Probabilistic Forecasting with Temporal Convolutional Neural Network (2020)

Contents

  1. Abstract
  2. Introduction
    1. Classical forecasting methods
    2. DL based methods
    3. Dilated causal convolutional architectures
    4. Auto vs Non-Autoregressive
    5. (proposal) DeepTCN
  3. Method
    1. NN architecture
    2. Encoder : Dilated Causal Convolutions
    3. Decoder : Residual Neural Network
    4. Probabilistic forecasting framework
    5. Input Features


0. Abstract

probabilistic forecasting, baed on CNN

  • under both 1) parametric and 2) non-parametric settings
  • stacked residual blocks, based on dilated causal convolutional nets
  • able to learn complex patterns, such as seasonality, holiday effects


1. Introduction

instead of predicting individual/small number of t.s…

\(\rightarrow\) needs to predict thousands/millions of related t.s


1) Classical forecasting methods

  • ARIMA (Autoregressive Integrated Moving Average)
  • exponential smoothing ( for univariate base-level forecasting )
  • ARIMAX = ARIMA + eXogeneous variable

\(\rightarrow\) however, working with thousands/millions of series requires prohibitive labor and computing resources for parameter estimation & not applicable when historical data is sparse / unavailable


2) DL based methods

  • RNN
  • Seq2Seq
  • GRU

\(\rightarrow\) BPTT hampers efficient computations


3) Dilated causal convolutional architectures

  • Wavenet : alternative for modeling sequential data

  • staking layers of DCC … receptive fields can be increased

    ( w.o violating temporal orders )

  • can be performed in parallel


4) Auto vs Non-Autoregressive

Autoregressive models

  • ex) seq2seq, wavenet
  • factorize the joint distn
  • one-step-ahead prediction approach


Non-Autoregressive models

  • direct prediction strategy
  • usually better performances
  • avoid error accumulation
  • can be parallelized


5) (proposal) DeepTCN

Deep Temporal Convolutional Network

  • non-autoregressive probabilistic forecasting

  • Contributions

    • 1) CNN-based forecasting framework
    • 2) high scalability & extensibility
    • 3) very flexible & include exogenous covariates
    • 4) both point & probabilistic forecasting


2. Method

Notation

  • \(\mathbf{y}_{1: t}=\left\{y_{1: t}^{(i)}\right\}_{i=1}^{N}\) : set of time series ( Multivariate…number of time series \(N\) )
  • \(\mathbf{y}_{(t+1):(t+\Omega)}=\left\{y_{(t+1):(t+\Omega)}^{(i)}\right\}_{i=1}^{N}\) : future time series
    • \(t\) : length of historical observations
    • \(\Omega\) : length of forecasting horizon
  • goal : model the conditional distribution of the future time series \(P\left(\mathbf{y}_{(t+1):(t+\Omega)} \mid \mathbf{y}_{1: t}\right)\)
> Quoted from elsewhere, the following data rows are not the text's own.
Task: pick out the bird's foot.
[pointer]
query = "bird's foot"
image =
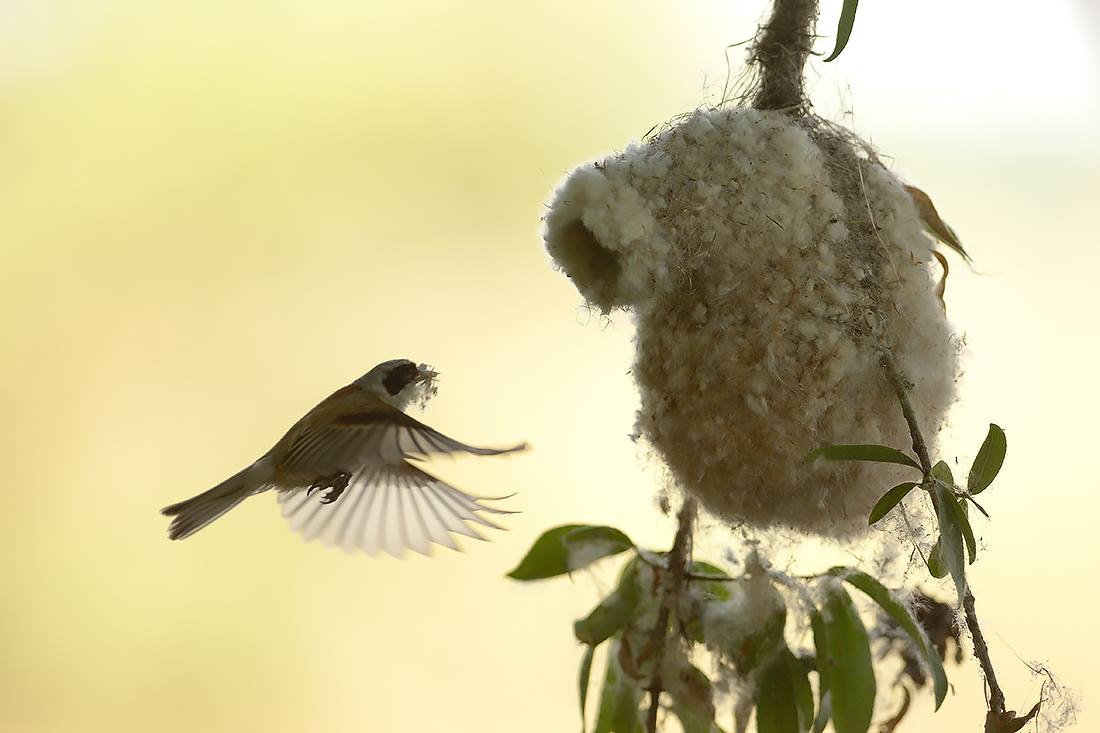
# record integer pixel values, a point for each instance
(334, 487)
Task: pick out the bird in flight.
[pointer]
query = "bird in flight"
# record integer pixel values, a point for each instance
(345, 474)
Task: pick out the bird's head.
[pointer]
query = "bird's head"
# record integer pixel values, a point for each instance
(399, 382)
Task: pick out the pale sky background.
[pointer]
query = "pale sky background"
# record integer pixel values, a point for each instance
(213, 214)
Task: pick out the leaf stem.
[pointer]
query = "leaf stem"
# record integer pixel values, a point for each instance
(679, 562)
(901, 387)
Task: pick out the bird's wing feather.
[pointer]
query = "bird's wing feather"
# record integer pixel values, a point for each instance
(389, 507)
(365, 437)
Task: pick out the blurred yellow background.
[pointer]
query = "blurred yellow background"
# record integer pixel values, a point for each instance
(213, 214)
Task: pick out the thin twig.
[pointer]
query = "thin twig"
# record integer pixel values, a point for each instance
(980, 649)
(679, 562)
(901, 389)
(780, 51)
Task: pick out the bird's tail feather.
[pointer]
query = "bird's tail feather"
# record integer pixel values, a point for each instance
(197, 512)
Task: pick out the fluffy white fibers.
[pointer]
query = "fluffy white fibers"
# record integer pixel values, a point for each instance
(767, 263)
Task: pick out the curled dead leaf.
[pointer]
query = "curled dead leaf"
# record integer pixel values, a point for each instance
(933, 223)
(942, 287)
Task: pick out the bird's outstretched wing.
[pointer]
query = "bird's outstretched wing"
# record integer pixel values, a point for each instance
(369, 437)
(389, 507)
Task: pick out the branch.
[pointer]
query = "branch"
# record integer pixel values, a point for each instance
(901, 387)
(679, 562)
(780, 51)
(980, 651)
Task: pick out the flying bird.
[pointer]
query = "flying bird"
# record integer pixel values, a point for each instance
(344, 472)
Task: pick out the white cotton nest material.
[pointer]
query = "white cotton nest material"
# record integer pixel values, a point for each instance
(741, 241)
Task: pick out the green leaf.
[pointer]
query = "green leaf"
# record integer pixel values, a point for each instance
(964, 520)
(583, 682)
(875, 453)
(784, 702)
(844, 28)
(618, 703)
(568, 548)
(895, 610)
(989, 460)
(614, 612)
(848, 657)
(824, 711)
(950, 553)
(821, 645)
(943, 472)
(890, 500)
(776, 709)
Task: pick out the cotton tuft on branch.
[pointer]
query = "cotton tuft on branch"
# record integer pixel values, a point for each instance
(767, 261)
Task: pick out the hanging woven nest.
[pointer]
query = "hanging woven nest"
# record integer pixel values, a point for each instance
(768, 259)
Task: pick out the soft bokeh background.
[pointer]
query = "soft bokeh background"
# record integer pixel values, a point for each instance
(215, 212)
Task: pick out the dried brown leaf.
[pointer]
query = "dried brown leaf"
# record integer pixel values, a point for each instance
(936, 226)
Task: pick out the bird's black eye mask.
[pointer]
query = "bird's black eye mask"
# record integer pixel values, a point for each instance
(399, 378)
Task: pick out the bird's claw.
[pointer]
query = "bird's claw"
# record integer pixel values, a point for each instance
(334, 487)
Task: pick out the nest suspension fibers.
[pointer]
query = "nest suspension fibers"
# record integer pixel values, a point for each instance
(767, 259)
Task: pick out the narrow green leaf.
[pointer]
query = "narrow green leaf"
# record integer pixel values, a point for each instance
(844, 28)
(583, 682)
(618, 703)
(824, 711)
(803, 693)
(952, 554)
(821, 646)
(784, 701)
(890, 500)
(943, 471)
(848, 656)
(875, 453)
(964, 520)
(568, 548)
(614, 612)
(989, 460)
(895, 610)
(777, 711)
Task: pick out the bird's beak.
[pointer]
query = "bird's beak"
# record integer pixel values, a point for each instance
(426, 375)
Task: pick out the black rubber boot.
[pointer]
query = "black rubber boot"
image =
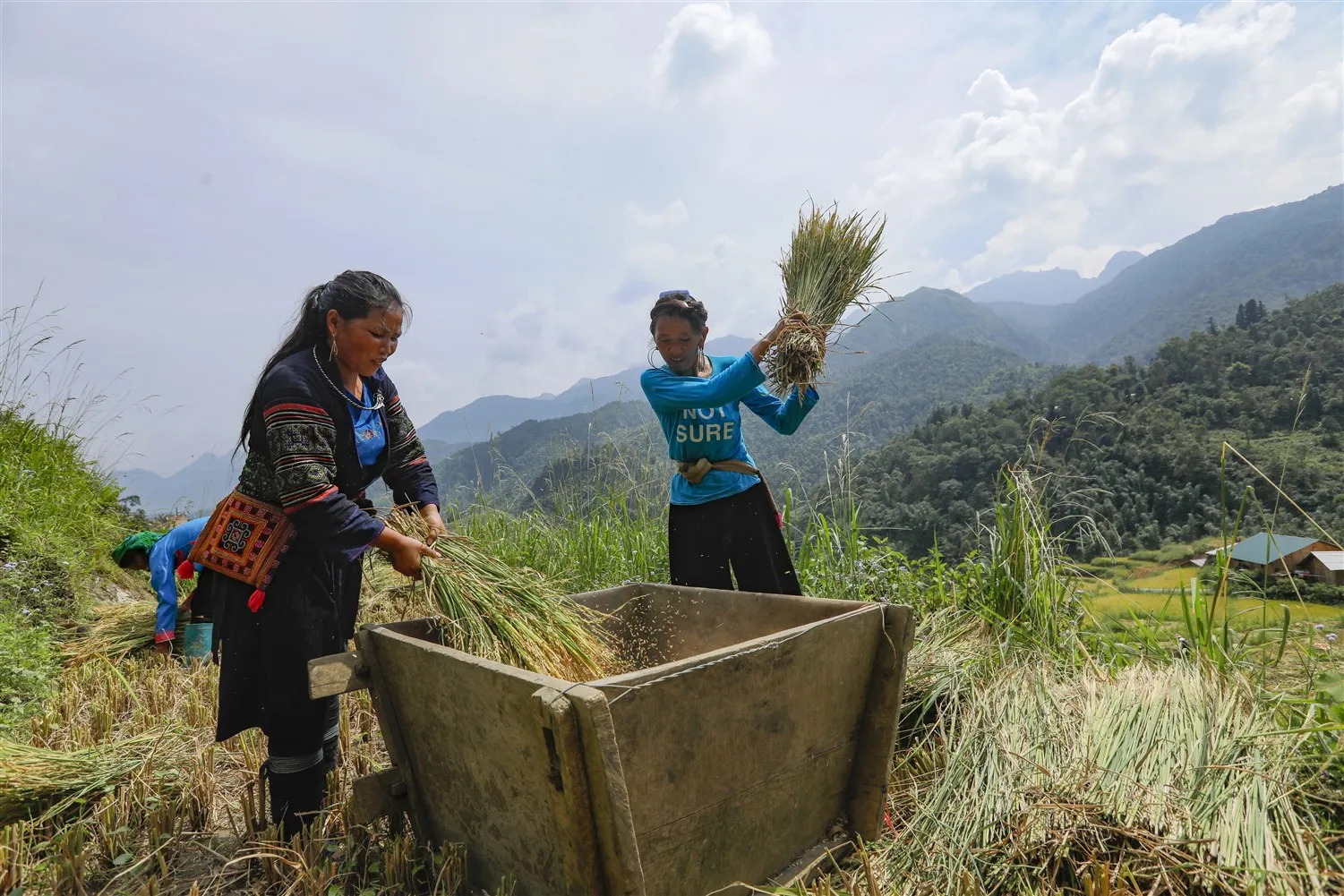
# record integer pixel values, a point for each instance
(295, 798)
(330, 754)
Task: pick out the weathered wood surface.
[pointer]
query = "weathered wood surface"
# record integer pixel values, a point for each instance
(663, 624)
(571, 801)
(621, 864)
(880, 719)
(480, 761)
(765, 721)
(738, 762)
(337, 675)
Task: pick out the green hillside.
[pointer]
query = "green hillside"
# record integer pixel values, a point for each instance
(1147, 439)
(866, 405)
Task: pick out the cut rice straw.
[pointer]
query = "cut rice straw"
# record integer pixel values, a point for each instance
(39, 785)
(120, 629)
(507, 614)
(1180, 775)
(831, 265)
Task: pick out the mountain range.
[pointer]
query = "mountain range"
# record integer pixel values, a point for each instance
(930, 348)
(1054, 286)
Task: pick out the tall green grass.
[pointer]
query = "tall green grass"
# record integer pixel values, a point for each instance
(59, 515)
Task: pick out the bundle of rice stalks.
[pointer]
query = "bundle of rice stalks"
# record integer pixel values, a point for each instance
(38, 783)
(831, 263)
(120, 629)
(509, 614)
(1182, 778)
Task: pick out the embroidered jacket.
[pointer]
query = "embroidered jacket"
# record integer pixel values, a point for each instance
(301, 456)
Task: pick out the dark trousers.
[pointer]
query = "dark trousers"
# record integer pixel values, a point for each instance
(735, 538)
(201, 610)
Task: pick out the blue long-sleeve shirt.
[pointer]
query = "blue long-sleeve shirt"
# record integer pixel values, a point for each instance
(702, 418)
(164, 559)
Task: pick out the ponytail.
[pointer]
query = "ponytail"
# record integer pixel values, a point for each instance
(353, 294)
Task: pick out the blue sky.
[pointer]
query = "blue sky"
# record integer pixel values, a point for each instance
(530, 175)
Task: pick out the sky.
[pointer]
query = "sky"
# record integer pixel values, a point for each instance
(174, 176)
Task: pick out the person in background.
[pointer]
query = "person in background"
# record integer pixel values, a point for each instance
(163, 554)
(322, 422)
(722, 520)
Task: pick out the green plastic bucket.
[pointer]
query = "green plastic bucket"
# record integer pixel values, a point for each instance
(195, 644)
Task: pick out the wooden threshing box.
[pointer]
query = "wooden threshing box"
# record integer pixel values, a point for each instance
(756, 731)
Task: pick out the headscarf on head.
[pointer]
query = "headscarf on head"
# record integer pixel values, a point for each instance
(141, 541)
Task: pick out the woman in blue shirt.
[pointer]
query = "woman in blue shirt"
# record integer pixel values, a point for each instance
(722, 522)
(163, 554)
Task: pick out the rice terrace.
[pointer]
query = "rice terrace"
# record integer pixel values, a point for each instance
(963, 516)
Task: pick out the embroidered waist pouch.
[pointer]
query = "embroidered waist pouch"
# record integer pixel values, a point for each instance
(244, 541)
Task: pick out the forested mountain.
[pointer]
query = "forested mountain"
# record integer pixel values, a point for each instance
(1144, 439)
(492, 414)
(1266, 254)
(856, 413)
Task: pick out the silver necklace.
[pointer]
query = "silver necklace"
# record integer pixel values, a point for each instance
(378, 395)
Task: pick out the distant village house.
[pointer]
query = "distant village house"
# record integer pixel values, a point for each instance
(1311, 559)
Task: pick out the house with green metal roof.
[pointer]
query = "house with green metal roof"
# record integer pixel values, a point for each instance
(1276, 554)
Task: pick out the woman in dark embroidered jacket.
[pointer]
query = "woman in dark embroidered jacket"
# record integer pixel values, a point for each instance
(321, 424)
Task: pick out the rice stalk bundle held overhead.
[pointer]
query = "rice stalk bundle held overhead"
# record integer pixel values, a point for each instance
(831, 265)
(39, 785)
(493, 610)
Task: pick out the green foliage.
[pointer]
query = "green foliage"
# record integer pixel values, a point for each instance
(29, 665)
(1147, 439)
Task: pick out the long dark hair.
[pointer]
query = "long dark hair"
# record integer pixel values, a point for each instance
(354, 294)
(678, 303)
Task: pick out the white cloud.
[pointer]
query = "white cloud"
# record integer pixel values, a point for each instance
(1182, 123)
(708, 50)
(671, 215)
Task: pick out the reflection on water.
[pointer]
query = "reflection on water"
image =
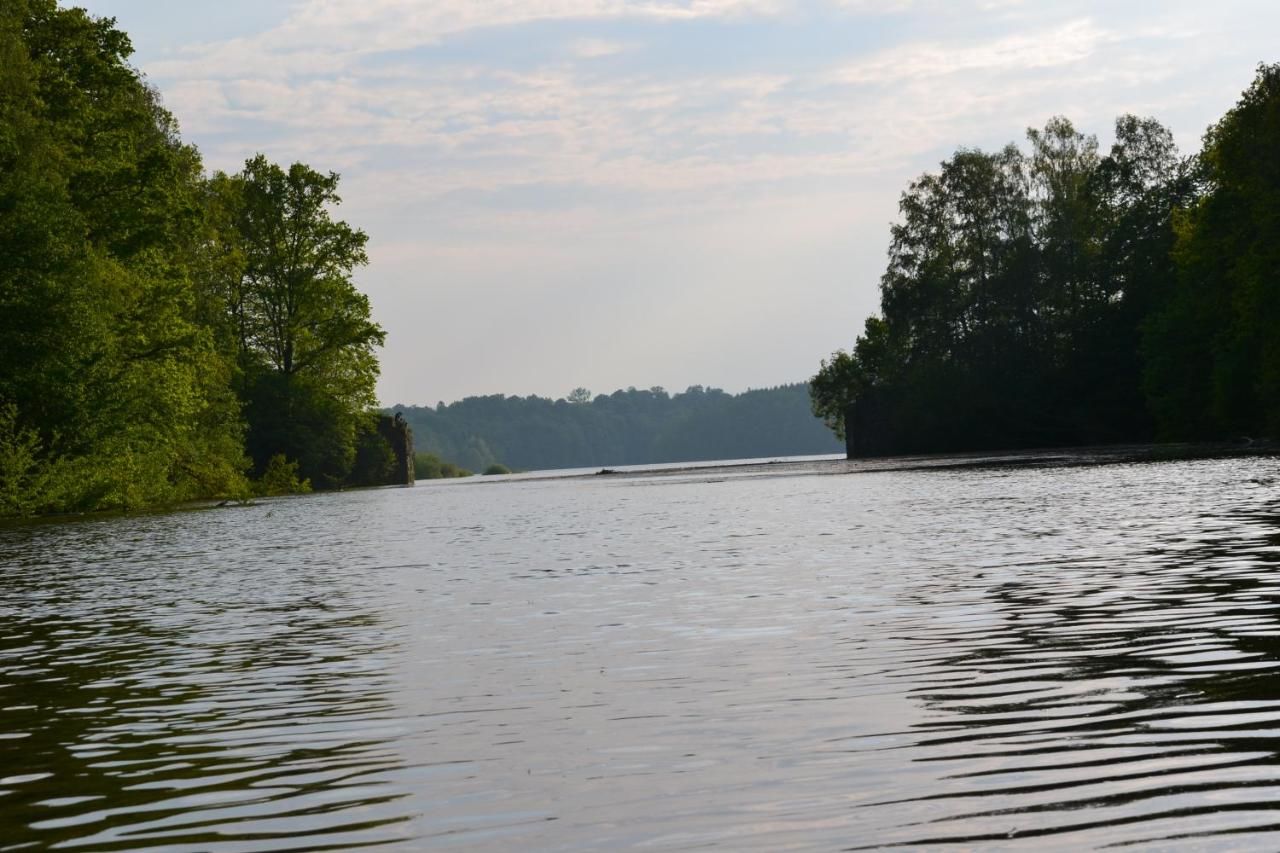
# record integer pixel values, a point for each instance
(822, 655)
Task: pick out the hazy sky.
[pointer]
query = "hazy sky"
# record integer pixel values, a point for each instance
(609, 194)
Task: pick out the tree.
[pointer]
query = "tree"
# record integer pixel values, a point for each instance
(115, 389)
(305, 333)
(1214, 352)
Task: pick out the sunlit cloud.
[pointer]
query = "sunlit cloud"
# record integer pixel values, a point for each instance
(599, 163)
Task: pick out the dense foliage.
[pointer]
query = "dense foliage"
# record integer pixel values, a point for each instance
(624, 428)
(1061, 295)
(138, 296)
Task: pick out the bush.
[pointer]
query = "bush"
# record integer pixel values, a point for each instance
(280, 478)
(428, 466)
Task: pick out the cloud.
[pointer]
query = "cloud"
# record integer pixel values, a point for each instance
(1064, 45)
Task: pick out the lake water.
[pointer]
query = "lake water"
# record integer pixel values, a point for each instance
(1051, 655)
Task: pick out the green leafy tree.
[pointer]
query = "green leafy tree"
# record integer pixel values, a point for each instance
(1214, 351)
(305, 333)
(101, 354)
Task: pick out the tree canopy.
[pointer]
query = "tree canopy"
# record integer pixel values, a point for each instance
(1061, 295)
(137, 293)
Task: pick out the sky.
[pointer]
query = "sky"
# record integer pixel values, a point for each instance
(654, 192)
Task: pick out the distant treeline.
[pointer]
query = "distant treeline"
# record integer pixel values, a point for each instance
(625, 428)
(1063, 296)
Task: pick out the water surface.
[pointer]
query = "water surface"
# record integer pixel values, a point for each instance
(801, 656)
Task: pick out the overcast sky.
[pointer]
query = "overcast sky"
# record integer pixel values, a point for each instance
(611, 194)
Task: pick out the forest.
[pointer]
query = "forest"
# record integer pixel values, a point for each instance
(624, 428)
(1065, 295)
(165, 333)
1) Classical generative models

  • factorize the joint probability
  • \(P\left(\mathbf{y}_{(t+1):(t+\Omega)} \mid \mathbf{y}_{1: t}\right)=\prod_{\omega=1}^{\Omega} p\left(\mathbf{y}_{t+\omega} \mid \mathbf{y}_{1: t+\omega-1}\right)\).
  • challenges
    • 1) efficiency issue
    • 2) error accumulation


2) Our framework

  • joint distn DIRECTLY
    • \(P\left(\mathbf{y}_{(t+1):(t+\Omega)} \mid \mathbf{y}_{1: t}\right)=\prod_{\omega=1}^{\Omega} p\left(\mathbf{y}_{t+\omega} \mid \mathbf{y}_{1: t}\right)\).
  • important to allows covariates \(X_{t+\omega}^{(i)}\) (where \(\omega=1, \ldots, \Omega\) and \(\left.i=1, \ldots, N\right)\) t
    • \(P\left(\mathbf{y}_{(t+1):(t+\Omega)} \mid \mathbf{y}_{1: t}\right)=\prod_{\omega=1}^{\Omega} p\left(\mathbf{y}_{t+\omega} \mid \mathbf{y}_{1: t}, X_{t+\omega}^{(i)}, i=1, \ldots, N\right)\).
  • challenge : How to design NN that incorporate historical observations \(\mathbf{y}_{1: t}\) & covariates \(X_{t+\omega}^{(i)}\)


2-1. NN architecture

use both information… \(y_{t}^{(i)}=\nu_{B}\left(X_{t}^{(i)}\right)+n_{t}^{(i)}\).

  • 1) past observation
  • 2) exogenous variables


to extend dynamic regression to multiple t.s forecasting scenario…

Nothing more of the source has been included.